This is a guest post by Jimmy Whitaker, senior data science evangelist at Pachyderm
In the last few years, DevOps has begun to shift—from a culture of continuous integration and continuous deployment (CI/CD) best practices to leveraging Git-based techniques to manage software deployments. This transition has made software less error prone, more scalable, and has increased collaboration by making DevOps more developer-centric.
At its heart, this simplification lets developers use the same powerful version control system they’re used to with Git as a way to deliver infrastructure as code, documentation, and even Kubernetes configurations. It works by using Git as a single source of truth, letting you build robust declarative apps and infrastructure with ease. But when it comes to machine learning applications, DevOps gets much more complex.
The kinds of problems we face in machine learning are fundamentally different than the ones we face in traditional software coding. Functional issues, like race conditions, infinite loops, and buffer overflows, don’t come into play with machine learning models. Instead, errors come from edge cases, lack of data coverage, adversarial assault on the logic of a model, or overfitting. Edge cases are the reason so many organizations are racing to build AI Red Teams to diagnose problems before things go horribly wrong.

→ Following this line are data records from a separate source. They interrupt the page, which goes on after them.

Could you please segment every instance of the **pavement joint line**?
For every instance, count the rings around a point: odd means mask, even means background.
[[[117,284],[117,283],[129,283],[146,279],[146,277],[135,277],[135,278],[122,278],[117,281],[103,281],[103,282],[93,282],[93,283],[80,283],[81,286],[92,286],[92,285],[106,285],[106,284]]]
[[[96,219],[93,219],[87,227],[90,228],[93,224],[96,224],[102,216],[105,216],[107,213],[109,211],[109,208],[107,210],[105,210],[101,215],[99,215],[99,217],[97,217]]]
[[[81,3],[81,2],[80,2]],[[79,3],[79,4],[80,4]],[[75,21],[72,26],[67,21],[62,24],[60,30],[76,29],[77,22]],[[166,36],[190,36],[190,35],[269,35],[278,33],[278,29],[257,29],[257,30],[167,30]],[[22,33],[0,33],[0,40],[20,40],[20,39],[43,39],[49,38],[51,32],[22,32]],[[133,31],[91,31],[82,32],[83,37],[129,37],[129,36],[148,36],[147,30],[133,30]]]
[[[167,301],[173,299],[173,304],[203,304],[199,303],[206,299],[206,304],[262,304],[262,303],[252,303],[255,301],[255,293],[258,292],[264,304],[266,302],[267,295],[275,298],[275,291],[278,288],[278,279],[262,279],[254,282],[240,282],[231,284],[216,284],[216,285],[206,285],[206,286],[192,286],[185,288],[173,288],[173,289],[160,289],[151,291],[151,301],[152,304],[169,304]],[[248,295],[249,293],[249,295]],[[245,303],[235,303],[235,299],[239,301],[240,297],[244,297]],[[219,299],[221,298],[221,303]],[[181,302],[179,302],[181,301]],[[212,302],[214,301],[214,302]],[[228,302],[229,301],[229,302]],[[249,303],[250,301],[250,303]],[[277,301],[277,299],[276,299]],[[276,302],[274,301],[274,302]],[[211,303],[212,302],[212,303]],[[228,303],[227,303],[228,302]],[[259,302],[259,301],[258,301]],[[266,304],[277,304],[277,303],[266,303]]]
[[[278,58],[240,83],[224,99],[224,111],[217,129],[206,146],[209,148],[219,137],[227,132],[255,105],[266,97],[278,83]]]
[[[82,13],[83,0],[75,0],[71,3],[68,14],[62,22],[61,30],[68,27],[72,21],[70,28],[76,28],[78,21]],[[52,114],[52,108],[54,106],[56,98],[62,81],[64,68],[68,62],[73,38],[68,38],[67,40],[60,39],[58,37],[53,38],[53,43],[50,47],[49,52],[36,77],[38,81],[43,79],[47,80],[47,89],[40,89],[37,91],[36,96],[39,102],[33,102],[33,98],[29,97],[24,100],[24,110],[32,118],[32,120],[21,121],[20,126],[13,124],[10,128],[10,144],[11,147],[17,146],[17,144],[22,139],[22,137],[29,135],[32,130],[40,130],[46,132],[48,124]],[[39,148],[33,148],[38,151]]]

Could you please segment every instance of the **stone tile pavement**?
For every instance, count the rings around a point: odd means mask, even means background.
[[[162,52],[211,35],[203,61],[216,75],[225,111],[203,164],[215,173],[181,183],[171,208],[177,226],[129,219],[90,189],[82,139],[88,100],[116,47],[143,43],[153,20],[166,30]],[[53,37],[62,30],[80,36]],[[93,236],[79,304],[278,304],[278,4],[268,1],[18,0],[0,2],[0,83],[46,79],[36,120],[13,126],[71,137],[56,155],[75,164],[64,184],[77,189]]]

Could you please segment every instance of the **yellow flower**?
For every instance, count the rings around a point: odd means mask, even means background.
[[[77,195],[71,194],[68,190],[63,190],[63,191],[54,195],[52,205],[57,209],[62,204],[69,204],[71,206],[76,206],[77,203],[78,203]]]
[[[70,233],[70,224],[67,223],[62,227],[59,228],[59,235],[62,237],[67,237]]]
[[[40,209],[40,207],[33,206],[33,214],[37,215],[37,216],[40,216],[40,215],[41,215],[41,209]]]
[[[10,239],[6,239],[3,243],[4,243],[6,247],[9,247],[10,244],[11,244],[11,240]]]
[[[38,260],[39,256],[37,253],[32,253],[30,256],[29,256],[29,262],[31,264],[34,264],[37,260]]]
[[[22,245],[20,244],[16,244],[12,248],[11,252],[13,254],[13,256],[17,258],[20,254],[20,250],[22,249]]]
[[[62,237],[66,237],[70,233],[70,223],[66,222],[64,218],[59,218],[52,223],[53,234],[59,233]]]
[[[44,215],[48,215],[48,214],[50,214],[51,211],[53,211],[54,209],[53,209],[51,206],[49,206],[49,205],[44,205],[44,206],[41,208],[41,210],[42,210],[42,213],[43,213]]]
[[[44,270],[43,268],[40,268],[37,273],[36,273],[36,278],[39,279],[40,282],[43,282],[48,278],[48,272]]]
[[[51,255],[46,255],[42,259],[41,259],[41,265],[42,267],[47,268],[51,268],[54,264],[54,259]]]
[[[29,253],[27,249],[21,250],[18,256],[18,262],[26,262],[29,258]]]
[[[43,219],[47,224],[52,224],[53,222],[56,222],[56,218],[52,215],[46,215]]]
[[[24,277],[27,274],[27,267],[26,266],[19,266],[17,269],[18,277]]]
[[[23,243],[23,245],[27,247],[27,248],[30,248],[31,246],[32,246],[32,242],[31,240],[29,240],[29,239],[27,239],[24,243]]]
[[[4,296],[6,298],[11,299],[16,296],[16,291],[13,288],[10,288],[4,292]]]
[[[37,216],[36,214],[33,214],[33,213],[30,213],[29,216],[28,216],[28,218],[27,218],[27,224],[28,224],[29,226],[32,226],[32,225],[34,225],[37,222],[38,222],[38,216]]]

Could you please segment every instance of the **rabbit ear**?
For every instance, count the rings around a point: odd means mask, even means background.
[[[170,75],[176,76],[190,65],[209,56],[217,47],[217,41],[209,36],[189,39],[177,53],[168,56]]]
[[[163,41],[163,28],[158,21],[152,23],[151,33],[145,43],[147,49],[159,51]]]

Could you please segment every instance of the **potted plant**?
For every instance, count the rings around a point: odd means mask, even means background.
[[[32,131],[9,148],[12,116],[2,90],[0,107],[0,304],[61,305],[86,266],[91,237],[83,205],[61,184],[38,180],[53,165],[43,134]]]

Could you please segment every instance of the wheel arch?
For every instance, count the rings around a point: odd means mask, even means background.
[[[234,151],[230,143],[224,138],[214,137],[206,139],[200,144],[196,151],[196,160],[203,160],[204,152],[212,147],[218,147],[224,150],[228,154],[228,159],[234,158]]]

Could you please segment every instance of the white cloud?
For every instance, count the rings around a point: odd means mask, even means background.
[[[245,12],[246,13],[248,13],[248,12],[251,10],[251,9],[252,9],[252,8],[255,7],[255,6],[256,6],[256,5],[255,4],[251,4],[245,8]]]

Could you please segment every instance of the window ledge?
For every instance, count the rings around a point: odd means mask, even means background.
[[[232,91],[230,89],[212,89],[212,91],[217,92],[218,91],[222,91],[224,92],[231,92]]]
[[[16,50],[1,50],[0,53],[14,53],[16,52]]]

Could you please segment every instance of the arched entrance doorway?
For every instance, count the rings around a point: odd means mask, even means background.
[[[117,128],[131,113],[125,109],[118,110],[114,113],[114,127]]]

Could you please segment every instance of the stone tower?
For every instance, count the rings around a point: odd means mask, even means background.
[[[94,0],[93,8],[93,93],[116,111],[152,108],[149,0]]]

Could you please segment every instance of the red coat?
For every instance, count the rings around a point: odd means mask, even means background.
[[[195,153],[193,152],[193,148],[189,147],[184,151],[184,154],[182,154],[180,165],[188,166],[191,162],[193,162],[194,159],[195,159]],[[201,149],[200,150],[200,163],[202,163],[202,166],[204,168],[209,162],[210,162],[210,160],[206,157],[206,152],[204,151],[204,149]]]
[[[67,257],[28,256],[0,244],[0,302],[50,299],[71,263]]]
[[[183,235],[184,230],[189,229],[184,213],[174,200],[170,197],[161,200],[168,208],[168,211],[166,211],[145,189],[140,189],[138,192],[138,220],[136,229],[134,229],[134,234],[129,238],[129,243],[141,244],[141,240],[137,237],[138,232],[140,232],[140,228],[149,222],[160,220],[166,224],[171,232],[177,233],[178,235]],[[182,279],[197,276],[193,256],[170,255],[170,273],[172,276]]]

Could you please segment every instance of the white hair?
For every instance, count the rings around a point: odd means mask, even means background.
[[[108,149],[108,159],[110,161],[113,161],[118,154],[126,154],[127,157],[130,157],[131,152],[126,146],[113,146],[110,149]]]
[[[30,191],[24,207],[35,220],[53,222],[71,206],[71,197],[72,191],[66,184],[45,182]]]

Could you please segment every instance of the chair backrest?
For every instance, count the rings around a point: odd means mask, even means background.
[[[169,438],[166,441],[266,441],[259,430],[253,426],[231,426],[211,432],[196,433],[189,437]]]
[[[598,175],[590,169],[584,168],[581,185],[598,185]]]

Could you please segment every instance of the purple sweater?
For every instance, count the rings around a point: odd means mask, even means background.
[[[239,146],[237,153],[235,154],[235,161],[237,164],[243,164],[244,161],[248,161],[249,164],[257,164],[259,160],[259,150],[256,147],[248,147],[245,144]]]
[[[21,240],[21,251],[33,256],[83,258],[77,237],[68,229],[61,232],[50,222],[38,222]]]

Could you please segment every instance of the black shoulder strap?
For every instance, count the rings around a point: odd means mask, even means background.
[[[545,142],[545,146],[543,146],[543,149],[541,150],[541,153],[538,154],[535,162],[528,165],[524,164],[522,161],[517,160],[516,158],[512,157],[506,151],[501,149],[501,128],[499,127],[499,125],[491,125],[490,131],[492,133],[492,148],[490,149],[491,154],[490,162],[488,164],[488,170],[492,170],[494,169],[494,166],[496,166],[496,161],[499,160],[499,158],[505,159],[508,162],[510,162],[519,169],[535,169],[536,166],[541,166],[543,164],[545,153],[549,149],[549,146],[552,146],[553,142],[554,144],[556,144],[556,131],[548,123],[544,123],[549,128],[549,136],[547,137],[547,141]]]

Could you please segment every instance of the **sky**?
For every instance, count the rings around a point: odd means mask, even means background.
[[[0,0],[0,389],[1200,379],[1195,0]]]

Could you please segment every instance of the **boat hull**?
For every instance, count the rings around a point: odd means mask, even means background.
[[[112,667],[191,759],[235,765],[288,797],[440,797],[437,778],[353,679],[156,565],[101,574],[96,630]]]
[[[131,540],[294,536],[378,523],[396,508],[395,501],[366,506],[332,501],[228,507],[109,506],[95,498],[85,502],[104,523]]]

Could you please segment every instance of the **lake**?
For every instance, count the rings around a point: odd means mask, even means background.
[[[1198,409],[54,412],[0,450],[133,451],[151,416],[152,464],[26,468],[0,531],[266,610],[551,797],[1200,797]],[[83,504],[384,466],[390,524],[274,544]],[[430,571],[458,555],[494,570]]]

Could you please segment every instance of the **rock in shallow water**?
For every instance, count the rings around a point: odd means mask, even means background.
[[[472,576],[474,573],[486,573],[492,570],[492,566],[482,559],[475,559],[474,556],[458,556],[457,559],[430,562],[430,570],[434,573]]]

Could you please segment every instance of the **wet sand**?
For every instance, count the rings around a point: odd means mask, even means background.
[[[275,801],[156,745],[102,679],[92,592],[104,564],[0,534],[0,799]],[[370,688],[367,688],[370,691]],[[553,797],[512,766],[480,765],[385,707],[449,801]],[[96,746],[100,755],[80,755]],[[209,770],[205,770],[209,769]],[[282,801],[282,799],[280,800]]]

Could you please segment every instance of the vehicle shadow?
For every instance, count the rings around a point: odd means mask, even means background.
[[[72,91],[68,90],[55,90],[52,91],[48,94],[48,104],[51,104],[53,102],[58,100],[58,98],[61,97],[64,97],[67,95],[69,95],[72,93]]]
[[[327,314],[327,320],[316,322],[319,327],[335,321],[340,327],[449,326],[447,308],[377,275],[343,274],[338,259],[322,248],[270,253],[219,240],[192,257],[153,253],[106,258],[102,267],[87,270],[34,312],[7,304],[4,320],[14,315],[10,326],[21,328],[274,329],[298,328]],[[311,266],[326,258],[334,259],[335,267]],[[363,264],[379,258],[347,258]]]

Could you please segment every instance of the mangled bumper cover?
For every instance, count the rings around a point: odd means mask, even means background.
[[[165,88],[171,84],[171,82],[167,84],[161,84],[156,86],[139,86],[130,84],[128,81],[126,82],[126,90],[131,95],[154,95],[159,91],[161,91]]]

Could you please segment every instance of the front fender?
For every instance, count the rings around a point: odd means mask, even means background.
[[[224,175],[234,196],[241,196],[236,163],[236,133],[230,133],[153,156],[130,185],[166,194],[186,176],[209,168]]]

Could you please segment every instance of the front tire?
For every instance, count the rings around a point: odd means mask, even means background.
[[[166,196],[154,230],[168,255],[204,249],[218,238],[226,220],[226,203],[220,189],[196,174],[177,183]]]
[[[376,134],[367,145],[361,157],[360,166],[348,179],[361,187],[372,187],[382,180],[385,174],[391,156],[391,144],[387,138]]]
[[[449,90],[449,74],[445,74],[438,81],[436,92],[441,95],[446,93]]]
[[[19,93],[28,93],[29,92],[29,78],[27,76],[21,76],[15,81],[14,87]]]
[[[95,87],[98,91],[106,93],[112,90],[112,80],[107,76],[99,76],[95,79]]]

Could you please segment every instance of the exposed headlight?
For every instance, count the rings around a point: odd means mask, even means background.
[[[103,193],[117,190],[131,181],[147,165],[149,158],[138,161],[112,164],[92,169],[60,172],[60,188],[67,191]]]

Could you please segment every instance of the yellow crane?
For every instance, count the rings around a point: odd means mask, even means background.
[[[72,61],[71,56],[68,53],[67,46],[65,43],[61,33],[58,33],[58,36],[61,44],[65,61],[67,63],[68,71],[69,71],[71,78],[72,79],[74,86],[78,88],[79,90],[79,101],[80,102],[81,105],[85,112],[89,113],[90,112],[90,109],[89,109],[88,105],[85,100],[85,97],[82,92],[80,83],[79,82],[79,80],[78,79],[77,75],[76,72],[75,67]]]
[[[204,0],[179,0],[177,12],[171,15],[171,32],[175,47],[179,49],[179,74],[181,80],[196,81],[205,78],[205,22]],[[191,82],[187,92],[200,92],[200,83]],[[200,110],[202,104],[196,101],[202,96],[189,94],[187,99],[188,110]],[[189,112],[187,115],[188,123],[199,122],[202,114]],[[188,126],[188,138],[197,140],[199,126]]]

It’s simply not enough to port your CI/CD and infrastructure code to machine learning workflows and call it done. Handling this new generation of machine learning operations (MLOps) problems requires a brand new set of tools that focus on the gap between code-focused operations and MLOps. The key difference is data. We need to version our data and datasets in tandem with the code. That means we need tools that specifically focus on data versioning, model training, production monitoring, and many others unique to the challenges of machine learning at scale.
Luckily, we have a strong tool for MLOps that does seamless data version control: Pachyderm. When we link the power of Pachyderm to our declarative Git-based workflows, we can bring the smooth flow of CI/CD to the world of machine learning models.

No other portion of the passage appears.